Bonne nouvelle, l’humanité deviendrait de plus en plus stupide

Les études scientifiques réalisées vers la moitié du siècle dernier ont révélé une certaine hausse du Quotient Intellectuel (QI). Cette croissance s’expliquerait par l’amélioration de l’alimentation, du niveau d’instruction et le développement de la santé publique. Cette tendance a été surnommée « l’effet Flynn ». Malheureusement, des études récentes ont montré que l’humanité assiste à l’effet inverse depuis quarante ans.

Les générations nées après 1975 sont de plus en plus stupides. C’est ce qu’a révélé une étude effectuée par deux chercheurs du Ragnar Frisch Centre for Economic Research de l’Université d’Oslo.
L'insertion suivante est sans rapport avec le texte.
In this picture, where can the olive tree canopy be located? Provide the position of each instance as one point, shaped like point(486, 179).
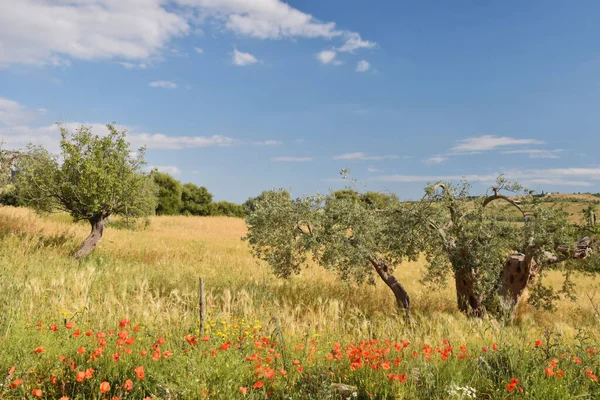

Les deux économistes norvégiens, Bernt Bratsberg et Ole Rogeberg, ont essayé de déterminer les causes de ce phénomène.

Les résultats de leur recherche ont été publiés dans Proceedings of the National Academy of Sciences. Bien qu’ils n’arrivent pas à trancher sur les facteurs exacts, les scientifiques estiment qu’ils relèvent de l’environnement extérieur et non de la génétique.

Baisse du QI au sein des familles et de la population générale

Plusieurs hypothèses ont déjà été avancées avant cette nouvelle étude. Parmi elles, il y a par exemple les perturbateurs endocriniens qui polluent notre environnement.

Cette fois-ci, Bernt Bratsberg et Ole Rogeberg ont comparé les résultats de trente ans de tests de QI menés chez les conscrits, entre 1962 et 1991, à celui réalisé dans des fratries norvégiennes.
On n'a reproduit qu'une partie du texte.